Any thoughts? Does something like this already exist and I just haven't spotted it?


  • The other thing I think is badly needed is for the sector generator to have the ability to infer starfield density from what you already have. So for example, you can take a 50ly radius chunk of star field from actual Hipparcos data or wherever that is centered a thousand ly away, and from the extremely bright stars you can see, infer a density of dim K's and M's that you *cannot* see from here and fill them in.

    If you could do this and the one I posted above, a pretty green user could import starfield data, create a "string of pearls" of sectors and subsectors that comprise dozens or hundreds of systems each, and hide the ones not germane to his current work, all with comparative ease I would think. And all extrapolating from what we actually see when we look up.

    Am I off the deep end here? Are there obvious answers I'm not seeing? Or has this already been done?
  • I'm willing to start teaching myself how to write plugins anyway, so let me ask this: What command accesses the "Delete System Contents" function inside AS? If I can find out that one, I can probably learn everything else I need to know from plugins that already exist.
  • To delete the contents of a system (meaning everything except the parent star / body), you can use the body class's DeleteChildren method.
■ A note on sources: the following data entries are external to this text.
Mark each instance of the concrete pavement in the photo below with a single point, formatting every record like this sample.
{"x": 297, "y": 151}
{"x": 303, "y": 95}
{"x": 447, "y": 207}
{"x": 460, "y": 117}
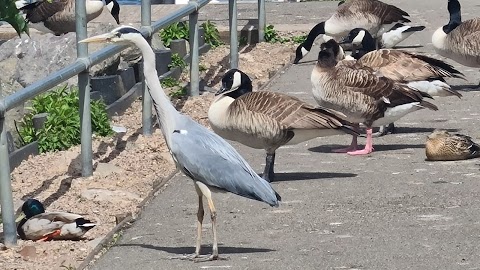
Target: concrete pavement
{"x": 388, "y": 210}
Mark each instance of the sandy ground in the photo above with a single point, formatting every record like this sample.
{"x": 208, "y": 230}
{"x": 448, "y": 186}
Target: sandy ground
{"x": 127, "y": 166}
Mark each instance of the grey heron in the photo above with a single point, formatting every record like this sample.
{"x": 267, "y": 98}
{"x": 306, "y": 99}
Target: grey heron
{"x": 202, "y": 155}
{"x": 58, "y": 16}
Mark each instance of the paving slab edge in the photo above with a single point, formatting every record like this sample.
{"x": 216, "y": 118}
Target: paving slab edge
{"x": 104, "y": 245}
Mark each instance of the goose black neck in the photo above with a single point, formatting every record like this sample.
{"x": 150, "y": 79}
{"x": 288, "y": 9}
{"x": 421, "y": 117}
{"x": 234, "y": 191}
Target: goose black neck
{"x": 368, "y": 43}
{"x": 454, "y": 9}
{"x": 313, "y": 34}
{"x": 242, "y": 90}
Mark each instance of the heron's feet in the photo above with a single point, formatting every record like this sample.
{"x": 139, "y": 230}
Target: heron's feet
{"x": 269, "y": 177}
{"x": 345, "y": 150}
{"x": 199, "y": 258}
{"x": 365, "y": 151}
{"x": 384, "y": 130}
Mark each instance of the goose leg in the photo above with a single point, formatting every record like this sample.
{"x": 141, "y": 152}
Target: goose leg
{"x": 368, "y": 145}
{"x": 353, "y": 145}
{"x": 384, "y": 130}
{"x": 268, "y": 173}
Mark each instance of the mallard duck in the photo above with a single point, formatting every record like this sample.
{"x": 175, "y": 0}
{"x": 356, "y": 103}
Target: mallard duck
{"x": 442, "y": 145}
{"x": 35, "y": 224}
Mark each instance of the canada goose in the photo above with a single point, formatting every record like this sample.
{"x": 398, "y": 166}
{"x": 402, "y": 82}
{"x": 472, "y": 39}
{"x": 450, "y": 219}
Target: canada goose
{"x": 459, "y": 41}
{"x": 389, "y": 39}
{"x": 268, "y": 120}
{"x": 58, "y": 16}
{"x": 442, "y": 145}
{"x": 373, "y": 15}
{"x": 361, "y": 95}
{"x": 416, "y": 70}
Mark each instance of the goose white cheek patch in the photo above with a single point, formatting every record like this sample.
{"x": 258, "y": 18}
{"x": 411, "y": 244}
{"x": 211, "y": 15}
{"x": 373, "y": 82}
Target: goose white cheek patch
{"x": 237, "y": 80}
{"x": 359, "y": 38}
    Assuming b is the root body:

    So something like this would delete all system contents, just leaving the parent (root) bodies on the map:
    sector = GetCurrentSector();
    n = sector.SystemCount
    For i = 1 to n
       b = sector.GetSystem( i-1)

    To delete the system itself, there's a DeleteRootBody() method in the Sector class.
    Something like this should delete all systems on the map:
    sector = GetCurrentSector();
    n = sector.SystemCount
    For i = 1 to n
       b = sector.GetSystem( i-1)
       b.DeleteRootBody( b)
  • To generate system contents themselves, you can do a couple things.

    There's a function called QuickGenerateSystemContentsKeepName() which is probably what you want. This will generate contents and not rename the root body (doesn't use organic naming). You pass it a body and true/false for whether or not you want populations.
    n = sector.SystemCount
    for i = 1 to n
       b = sector.GetSystem( i -1)
       if  <whatever conditions you want to apply> then
          QuickGenerateSystemContentsKeepName b, true
       end if

    There's also a function called RandomSystem() with the same parameters, but that will wipe out the system and give you all new contents, possibly including names.
  • That looks like it will be useful to play with. There's only a couple of things I still have a question about, in terms of whether or not I can do what I need with those commands: can use the body class's DeleteChildren method.
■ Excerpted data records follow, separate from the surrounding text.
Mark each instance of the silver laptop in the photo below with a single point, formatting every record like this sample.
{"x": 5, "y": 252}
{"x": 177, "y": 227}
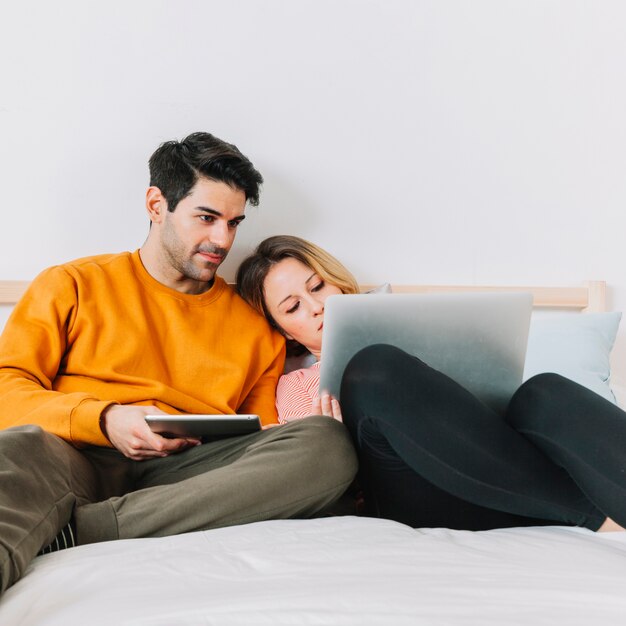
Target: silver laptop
{"x": 478, "y": 339}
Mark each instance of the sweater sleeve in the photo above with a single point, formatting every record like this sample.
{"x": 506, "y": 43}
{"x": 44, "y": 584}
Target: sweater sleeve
{"x": 32, "y": 348}
{"x": 261, "y": 399}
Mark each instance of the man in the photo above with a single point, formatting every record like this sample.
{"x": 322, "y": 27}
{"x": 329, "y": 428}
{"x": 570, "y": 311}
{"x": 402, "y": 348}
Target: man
{"x": 97, "y": 344}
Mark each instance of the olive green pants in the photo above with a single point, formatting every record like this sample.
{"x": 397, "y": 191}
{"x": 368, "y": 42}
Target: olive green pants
{"x": 292, "y": 471}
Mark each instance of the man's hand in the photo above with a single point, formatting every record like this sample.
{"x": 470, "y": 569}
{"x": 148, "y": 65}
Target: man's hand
{"x": 126, "y": 428}
{"x": 328, "y": 405}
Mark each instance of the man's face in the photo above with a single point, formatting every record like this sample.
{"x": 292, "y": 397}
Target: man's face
{"x": 197, "y": 236}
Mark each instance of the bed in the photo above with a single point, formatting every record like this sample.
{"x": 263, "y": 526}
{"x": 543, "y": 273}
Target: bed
{"x": 356, "y": 570}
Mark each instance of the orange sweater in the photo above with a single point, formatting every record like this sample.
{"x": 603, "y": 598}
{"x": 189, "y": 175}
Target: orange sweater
{"x": 101, "y": 330}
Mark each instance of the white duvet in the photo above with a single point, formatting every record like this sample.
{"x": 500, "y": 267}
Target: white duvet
{"x": 341, "y": 570}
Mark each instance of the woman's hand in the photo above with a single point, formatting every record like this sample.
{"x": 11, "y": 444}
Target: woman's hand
{"x": 328, "y": 405}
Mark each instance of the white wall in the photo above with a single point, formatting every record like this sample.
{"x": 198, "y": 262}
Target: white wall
{"x": 435, "y": 141}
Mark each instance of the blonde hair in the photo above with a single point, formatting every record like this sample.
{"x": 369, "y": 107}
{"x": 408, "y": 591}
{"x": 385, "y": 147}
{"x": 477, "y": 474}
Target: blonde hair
{"x": 253, "y": 270}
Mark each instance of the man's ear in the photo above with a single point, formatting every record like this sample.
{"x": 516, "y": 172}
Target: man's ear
{"x": 156, "y": 205}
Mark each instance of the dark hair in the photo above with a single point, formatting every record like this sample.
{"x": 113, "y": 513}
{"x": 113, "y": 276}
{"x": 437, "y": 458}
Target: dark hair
{"x": 254, "y": 269}
{"x": 176, "y": 166}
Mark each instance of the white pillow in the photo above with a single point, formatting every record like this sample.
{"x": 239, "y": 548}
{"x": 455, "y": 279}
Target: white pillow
{"x": 577, "y": 346}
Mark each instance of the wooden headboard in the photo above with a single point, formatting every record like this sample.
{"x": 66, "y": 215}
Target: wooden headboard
{"x": 590, "y": 297}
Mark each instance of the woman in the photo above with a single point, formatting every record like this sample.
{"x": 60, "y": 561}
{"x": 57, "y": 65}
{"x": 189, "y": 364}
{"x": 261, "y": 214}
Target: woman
{"x": 430, "y": 453}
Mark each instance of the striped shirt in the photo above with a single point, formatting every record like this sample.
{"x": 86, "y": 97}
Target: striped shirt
{"x": 295, "y": 393}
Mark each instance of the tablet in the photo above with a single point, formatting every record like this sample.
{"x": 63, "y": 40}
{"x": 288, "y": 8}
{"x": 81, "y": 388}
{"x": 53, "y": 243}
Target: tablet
{"x": 192, "y": 425}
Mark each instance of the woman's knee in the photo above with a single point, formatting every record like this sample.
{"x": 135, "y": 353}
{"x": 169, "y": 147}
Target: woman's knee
{"x": 377, "y": 367}
{"x": 537, "y": 398}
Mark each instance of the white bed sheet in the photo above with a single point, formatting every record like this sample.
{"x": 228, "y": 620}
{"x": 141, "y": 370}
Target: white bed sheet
{"x": 339, "y": 571}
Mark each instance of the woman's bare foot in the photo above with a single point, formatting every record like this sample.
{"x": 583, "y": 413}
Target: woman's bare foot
{"x": 609, "y": 526}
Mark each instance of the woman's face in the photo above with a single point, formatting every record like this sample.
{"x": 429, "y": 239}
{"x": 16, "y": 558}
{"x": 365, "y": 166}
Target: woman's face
{"x": 294, "y": 297}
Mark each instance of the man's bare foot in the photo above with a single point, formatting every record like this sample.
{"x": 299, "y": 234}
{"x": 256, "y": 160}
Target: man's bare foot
{"x": 609, "y": 526}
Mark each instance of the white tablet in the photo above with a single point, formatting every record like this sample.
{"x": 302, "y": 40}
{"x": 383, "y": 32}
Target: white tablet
{"x": 191, "y": 425}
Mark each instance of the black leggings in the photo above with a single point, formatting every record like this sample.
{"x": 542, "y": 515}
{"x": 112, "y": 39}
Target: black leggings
{"x": 432, "y": 455}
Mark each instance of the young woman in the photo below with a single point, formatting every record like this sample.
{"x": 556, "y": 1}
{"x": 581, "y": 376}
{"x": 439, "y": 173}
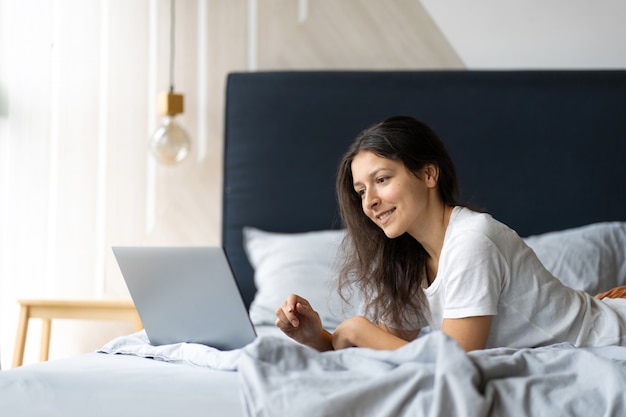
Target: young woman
{"x": 420, "y": 258}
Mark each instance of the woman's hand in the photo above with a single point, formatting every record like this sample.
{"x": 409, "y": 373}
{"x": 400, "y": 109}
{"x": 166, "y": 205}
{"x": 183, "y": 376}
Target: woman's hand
{"x": 297, "y": 319}
{"x": 359, "y": 331}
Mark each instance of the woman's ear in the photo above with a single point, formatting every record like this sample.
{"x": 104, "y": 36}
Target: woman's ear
{"x": 431, "y": 175}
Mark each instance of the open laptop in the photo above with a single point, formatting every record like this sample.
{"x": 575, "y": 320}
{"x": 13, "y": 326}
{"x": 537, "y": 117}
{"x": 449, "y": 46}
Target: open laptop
{"x": 186, "y": 294}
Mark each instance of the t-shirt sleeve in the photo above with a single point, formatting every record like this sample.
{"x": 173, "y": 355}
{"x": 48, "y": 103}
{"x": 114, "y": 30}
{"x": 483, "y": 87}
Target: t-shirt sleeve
{"x": 475, "y": 270}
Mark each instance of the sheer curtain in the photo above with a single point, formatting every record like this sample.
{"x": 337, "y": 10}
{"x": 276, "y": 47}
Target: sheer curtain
{"x": 78, "y": 84}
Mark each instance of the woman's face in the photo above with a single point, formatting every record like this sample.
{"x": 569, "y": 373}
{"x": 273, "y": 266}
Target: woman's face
{"x": 395, "y": 199}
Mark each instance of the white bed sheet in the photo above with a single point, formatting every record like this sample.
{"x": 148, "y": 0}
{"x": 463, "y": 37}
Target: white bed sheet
{"x": 97, "y": 384}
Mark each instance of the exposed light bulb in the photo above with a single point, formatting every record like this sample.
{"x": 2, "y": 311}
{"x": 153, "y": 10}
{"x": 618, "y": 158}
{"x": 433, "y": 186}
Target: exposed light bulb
{"x": 170, "y": 143}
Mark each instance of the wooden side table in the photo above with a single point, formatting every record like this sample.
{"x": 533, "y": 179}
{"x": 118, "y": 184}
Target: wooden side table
{"x": 48, "y": 309}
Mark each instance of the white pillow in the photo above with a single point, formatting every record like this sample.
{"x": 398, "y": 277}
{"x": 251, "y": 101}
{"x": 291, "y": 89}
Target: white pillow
{"x": 590, "y": 258}
{"x": 298, "y": 263}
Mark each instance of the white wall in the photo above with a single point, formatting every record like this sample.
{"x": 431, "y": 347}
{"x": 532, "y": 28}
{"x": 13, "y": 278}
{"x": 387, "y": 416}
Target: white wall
{"x": 534, "y": 33}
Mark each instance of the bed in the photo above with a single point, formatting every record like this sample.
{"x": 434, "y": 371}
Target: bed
{"x": 542, "y": 151}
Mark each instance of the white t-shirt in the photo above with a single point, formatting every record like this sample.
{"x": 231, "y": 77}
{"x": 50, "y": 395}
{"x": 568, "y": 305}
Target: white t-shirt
{"x": 485, "y": 268}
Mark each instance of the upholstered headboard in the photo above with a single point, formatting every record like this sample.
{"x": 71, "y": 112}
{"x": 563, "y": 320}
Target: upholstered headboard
{"x": 540, "y": 150}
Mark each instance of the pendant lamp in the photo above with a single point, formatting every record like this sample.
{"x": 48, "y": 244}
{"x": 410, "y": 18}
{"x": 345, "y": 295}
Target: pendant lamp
{"x": 170, "y": 143}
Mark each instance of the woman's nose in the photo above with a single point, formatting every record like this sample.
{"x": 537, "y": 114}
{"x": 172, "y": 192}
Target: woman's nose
{"x": 371, "y": 200}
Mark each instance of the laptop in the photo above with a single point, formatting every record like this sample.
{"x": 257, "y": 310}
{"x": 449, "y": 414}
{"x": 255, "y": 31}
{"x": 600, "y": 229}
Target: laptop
{"x": 186, "y": 294}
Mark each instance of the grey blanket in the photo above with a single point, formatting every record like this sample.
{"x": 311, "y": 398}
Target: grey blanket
{"x": 431, "y": 376}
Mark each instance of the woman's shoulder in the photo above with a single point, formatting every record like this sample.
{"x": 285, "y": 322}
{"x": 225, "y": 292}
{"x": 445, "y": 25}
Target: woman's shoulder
{"x": 469, "y": 223}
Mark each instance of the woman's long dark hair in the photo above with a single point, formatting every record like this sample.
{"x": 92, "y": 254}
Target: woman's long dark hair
{"x": 390, "y": 272}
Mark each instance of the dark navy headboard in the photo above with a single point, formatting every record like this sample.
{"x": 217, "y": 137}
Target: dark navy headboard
{"x": 540, "y": 150}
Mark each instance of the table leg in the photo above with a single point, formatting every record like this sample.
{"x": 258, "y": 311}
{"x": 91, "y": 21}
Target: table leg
{"x": 20, "y": 339}
{"x": 45, "y": 339}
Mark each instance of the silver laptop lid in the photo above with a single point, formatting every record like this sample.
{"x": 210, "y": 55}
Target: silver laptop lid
{"x": 186, "y": 294}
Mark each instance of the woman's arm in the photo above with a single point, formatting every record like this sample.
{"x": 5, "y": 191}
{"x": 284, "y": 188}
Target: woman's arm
{"x": 360, "y": 332}
{"x": 471, "y": 333}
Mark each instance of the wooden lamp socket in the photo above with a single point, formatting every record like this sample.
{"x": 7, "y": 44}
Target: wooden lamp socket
{"x": 169, "y": 104}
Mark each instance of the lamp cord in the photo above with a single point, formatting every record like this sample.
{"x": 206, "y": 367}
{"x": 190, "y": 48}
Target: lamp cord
{"x": 172, "y": 27}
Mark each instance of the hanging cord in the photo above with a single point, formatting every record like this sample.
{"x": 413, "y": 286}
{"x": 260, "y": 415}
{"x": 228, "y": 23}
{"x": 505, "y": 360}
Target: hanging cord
{"x": 172, "y": 27}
    What happens if the root body is a multiple or close multiple?

    And for whether they fall into particular parameters, can I use the same conventions the search function uses, such as "Spectral like F"? For example, how would I go about defining "If none of the children is Hospitable"?
  • If the root body Is a multiple star system, it will delete all the component stars and everything under them. If you don't want that behavior, you'll need to make a function in the script that iterates through the child objects in a multiple star system and deletes the children of the individual stars.
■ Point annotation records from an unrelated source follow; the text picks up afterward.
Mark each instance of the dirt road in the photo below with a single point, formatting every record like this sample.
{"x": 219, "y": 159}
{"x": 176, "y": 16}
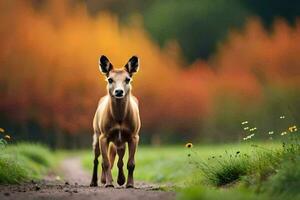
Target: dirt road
{"x": 75, "y": 186}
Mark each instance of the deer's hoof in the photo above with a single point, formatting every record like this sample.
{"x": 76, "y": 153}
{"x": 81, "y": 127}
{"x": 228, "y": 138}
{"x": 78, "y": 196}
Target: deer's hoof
{"x": 129, "y": 185}
{"x": 109, "y": 185}
{"x": 94, "y": 184}
{"x": 121, "y": 180}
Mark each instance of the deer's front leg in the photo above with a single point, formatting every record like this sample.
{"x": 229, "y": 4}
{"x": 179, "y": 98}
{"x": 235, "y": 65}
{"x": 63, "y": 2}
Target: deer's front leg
{"x": 105, "y": 161}
{"x": 96, "y": 149}
{"x": 132, "y": 146}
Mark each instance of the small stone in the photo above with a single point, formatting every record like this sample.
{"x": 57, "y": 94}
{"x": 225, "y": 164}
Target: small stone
{"x": 36, "y": 188}
{"x": 6, "y": 193}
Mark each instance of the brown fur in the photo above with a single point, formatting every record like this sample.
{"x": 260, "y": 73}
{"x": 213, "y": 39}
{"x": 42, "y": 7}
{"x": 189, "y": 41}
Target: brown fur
{"x": 116, "y": 123}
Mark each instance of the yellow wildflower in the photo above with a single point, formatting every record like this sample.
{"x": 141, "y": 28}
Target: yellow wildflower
{"x": 7, "y": 137}
{"x": 293, "y": 128}
{"x": 189, "y": 145}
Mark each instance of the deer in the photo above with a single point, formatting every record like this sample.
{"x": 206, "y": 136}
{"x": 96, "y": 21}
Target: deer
{"x": 116, "y": 123}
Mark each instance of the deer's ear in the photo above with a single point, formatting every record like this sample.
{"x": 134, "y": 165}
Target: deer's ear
{"x": 133, "y": 65}
{"x": 104, "y": 65}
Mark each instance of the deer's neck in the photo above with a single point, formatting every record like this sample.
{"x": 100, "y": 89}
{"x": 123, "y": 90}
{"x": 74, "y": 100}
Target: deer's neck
{"x": 119, "y": 107}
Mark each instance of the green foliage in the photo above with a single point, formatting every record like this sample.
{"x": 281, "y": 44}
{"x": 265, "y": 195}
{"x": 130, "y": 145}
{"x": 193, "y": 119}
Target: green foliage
{"x": 23, "y": 162}
{"x": 171, "y": 164}
{"x": 204, "y": 193}
{"x": 198, "y": 26}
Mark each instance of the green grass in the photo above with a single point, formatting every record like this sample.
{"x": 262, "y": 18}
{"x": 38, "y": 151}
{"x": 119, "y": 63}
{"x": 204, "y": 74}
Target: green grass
{"x": 23, "y": 162}
{"x": 233, "y": 171}
{"x": 171, "y": 164}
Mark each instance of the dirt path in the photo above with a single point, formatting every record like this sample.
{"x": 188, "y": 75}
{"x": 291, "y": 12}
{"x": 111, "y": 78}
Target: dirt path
{"x": 75, "y": 186}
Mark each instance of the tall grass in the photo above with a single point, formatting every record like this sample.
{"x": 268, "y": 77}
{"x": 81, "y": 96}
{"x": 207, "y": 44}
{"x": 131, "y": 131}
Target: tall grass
{"x": 23, "y": 162}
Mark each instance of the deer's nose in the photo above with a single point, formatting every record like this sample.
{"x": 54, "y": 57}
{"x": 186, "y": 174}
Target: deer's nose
{"x": 119, "y": 93}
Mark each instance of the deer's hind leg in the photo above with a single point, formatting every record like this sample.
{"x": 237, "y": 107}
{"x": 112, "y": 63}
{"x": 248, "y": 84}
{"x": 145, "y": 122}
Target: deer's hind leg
{"x": 121, "y": 177}
{"x": 106, "y": 170}
{"x": 96, "y": 149}
{"x": 132, "y": 146}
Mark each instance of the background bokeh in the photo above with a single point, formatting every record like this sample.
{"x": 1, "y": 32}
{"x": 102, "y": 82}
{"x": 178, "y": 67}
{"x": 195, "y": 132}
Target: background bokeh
{"x": 206, "y": 66}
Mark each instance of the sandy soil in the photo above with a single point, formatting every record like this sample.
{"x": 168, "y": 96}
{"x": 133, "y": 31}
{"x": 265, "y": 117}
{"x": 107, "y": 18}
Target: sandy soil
{"x": 75, "y": 185}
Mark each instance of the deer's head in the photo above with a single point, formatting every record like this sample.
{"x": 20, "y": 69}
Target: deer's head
{"x": 118, "y": 80}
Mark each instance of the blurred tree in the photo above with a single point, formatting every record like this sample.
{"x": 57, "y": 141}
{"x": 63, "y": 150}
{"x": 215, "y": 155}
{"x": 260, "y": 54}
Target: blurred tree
{"x": 268, "y": 10}
{"x": 197, "y": 25}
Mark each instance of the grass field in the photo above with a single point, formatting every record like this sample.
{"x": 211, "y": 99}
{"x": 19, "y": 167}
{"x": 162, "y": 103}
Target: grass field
{"x": 232, "y": 171}
{"x": 24, "y": 162}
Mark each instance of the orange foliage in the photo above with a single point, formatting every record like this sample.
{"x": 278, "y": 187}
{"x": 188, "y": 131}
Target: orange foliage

    You can't generally use the Natural Language Search system to search a specific body (you can, but it wouldn't be very efficient). You can use the NLS to search among a group of bodies (such as the entire sector) in code, and then have access to the results. So you could get a list of all bodies that don't have any hospitable planets among them, and then do your regenerations. That's the AstroSearcher Class.

    Word of warning... if the plan is to regenerate a system if there is no hospitable planet in it, some systems cannot support a hospitable planet, so you may not get one no matter how many times you try to run the generator.

    If you just want to look at specific stars, it may be easiest to look directly at the properties of their planets (gravity, population, etc). Look at the API doc for the list of properties and functions. For example, there is a GetMaxChildHabitability() method that can be called.
  • Look at the API doc for the list of properties and functions.

    I'd love to, but I don't know where it is.

    EDIT: Never mind, found it. Thanks!
  • Now I have a very different problem.

    I have a free VBS editor, so I can get the color coding to help make sense of a script, so long as I change the file extension to .vbs from .astroscript... but I don't see any way I can debug it. I mean yes, I can go through and look for errors, but I can't step through the script, see what it does, and where it fails. I can't run it from a command prompt because it requires AS data not available at a command prompt. I can run it in AS, but I can't see any way to go through it one step at a time for troublehooting purposes.

    Okay, what's the obvious answer that I'm missing? I figure there has to be an obvious answer, since I can't possibly be the first person who has wanted to step through an AS script for debugging purposes.
  • For application scripting like this, MsgBox is really your best friend. Astro and FM use Microsoft's Active Scripting system. While there is some debugging support in Active Scripting, I find that it usually causes more trouble than its worth (lockup, bizarre behavior). So for application level scripting like this, old school debugging works better I'm afraid.

    In your editor, you should be able to set it so that you can color code .AstroScript files rather than having to rename the extension each time.
  • Hi there GrumpyOldFart, :)

    Did you get anywhere with your efforts generating system contents for already placed stars? I'm looking to do something similar - I have several sectors of empty star systems which I want to populate automatically.


  • Shaira wrote:
    Hi there GrumpyOldFart, :)

    Did you get anywhere with your efforts generating system contents for already placed stars?


    No, I didn't.

    Just a bit over 2 years ago, my mother's house burned to the ground, and she passed away a week later. My sister and I ended up spending the last 2 years fighting with various people who couldn't seem to understand the concept of "No, we don't have any records of _____, they were destroyed in a house fire." It took me nearly 6 months just to get the government to admit that I exist at all. Then there was probate... twice, and my sister building a new house on the land, and... well, let's just say that it was only about 3 months ago that I stopped effectively living out of a bug-out bag.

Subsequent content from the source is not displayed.